Babies enjoy being held, cuddled, and stroked. Affectionate touches are essential for the baby’s health and emotional development. In addition to the loving touches you apply while feeding, changing diapers, and putting your baby to sleep, you can also add baby massage to your daily care routine.

Benefits of Baby Massage

  • Baby massage strengthens the bond between the baby and parents and develops feelings of love and trust.
  • Baby massage improves the sleep quality of the baby and parents, reduces stress hormones, and increases ‘’feel-good’’ hormones.
  • Baby massage reduces colic symptoms such as irritability and sleeplessness.
  • Baby massage ensures better digestion of food and reduces constipation.
  • Baby massage supports the health of the circulatory system and strengthens the immune system.
  • Baby massage is linked to healthy weight gain, reduced jaundice, and pain relief.
  • Baby massage supports cognitive performance, non-verbal communication skills and motor development thanks to the interaction it provides with the massager.

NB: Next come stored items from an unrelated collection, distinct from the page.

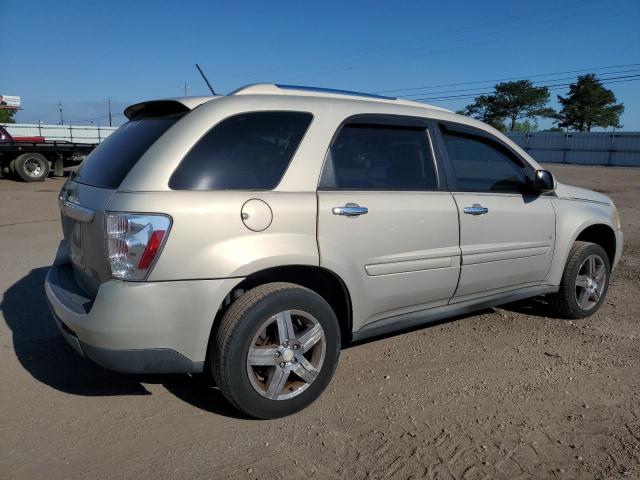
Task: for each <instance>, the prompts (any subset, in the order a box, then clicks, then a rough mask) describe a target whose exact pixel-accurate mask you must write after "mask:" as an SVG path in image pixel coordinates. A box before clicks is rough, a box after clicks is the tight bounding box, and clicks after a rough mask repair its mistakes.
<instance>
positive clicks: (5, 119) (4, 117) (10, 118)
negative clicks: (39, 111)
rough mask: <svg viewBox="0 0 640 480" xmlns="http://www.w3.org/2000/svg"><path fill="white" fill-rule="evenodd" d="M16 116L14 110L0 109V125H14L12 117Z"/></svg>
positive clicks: (14, 122)
mask: <svg viewBox="0 0 640 480" xmlns="http://www.w3.org/2000/svg"><path fill="white" fill-rule="evenodd" d="M15 114H16V110H5V109H0V123H16V121H15V120H14V119H13V116H14V115H15Z"/></svg>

General Tips for Baby Massage

  • You can apply back, hands, feet, shoulders, full-body, and head massage to your baby.
  • Make strokes gentle but firm, and not ticklish.
  • Avoid massaging your baby immediately after feeding, wait at least 30 minutes.
  • To massage your baby, choose times when your baby is calm and alert. It can be done after bathing or during diaper change.
  • Always watch for signals that your baby is enjoying the massage. Just like adults, babies sometimes may not be in the mood to receive sensory stimulation.
  • Using oil helps your hands move smoothly over your baby’s body. You can use a natural oil such as grapeseed, sunflower or olive. You can also use non-medicated baby rubs for babies aged 3 months and older. Do not use adult massage oils, hand lotion or nut-based oils such as hazelnut oil or almond oil.

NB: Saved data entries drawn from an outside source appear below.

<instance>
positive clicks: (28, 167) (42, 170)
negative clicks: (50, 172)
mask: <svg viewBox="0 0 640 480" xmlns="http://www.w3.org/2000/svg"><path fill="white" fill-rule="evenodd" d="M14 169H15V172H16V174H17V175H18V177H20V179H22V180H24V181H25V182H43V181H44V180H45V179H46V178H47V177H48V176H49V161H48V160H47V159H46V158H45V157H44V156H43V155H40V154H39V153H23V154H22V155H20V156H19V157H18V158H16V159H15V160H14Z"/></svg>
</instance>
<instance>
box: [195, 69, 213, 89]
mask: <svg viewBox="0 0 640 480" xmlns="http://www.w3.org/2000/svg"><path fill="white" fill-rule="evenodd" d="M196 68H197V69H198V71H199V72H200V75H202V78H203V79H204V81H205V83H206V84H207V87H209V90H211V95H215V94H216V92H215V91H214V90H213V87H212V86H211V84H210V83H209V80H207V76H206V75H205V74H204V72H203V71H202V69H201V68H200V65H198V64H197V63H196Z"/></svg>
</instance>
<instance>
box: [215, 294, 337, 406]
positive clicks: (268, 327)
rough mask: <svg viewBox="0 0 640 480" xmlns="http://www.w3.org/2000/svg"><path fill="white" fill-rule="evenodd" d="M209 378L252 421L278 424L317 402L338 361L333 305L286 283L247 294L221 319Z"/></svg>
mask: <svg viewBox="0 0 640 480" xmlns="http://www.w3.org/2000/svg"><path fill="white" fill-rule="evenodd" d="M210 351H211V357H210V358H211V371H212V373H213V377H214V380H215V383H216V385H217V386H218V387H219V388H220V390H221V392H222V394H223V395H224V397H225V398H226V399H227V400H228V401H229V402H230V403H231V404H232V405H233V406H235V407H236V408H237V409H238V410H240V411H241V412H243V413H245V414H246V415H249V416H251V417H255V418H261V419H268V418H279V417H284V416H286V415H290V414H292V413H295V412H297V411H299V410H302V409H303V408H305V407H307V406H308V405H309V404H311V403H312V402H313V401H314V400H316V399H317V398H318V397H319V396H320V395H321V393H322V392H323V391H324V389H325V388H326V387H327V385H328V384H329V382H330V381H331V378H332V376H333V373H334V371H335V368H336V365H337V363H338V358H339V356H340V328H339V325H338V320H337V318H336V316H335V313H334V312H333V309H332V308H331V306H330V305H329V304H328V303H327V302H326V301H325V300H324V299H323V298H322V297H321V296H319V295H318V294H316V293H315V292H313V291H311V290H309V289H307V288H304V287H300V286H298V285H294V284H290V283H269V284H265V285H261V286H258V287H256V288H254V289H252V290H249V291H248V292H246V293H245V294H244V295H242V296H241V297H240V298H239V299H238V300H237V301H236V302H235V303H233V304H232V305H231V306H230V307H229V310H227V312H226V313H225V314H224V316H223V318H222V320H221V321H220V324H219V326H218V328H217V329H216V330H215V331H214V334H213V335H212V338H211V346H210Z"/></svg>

  1. American Academy of Pediatrics. (2024). The Benefits of Baby Massage.
  2. Mindell, J. A., Lee, C. I., Leichman, E. S., & Rotella, K. N. (2018). Massage-based bedtime routine: impact on sleep and mood in infants and mothers. Sleep medicine41, 51–57.
  3. Seidl, A., Tincoff, R., Baker, C., & Cristia, A. (2015). Why the body comes first: effects of experimenter touch on infants’ word finding. Developmental science18(1), 155–164.
  4. Mrljak, R., Arnsteg Danielsson, A., Hedov, G., & Garmy, P. (2022). Effects of Infant Massage: A Systematic Review. International journal of environmental research and public health19(11), 6378.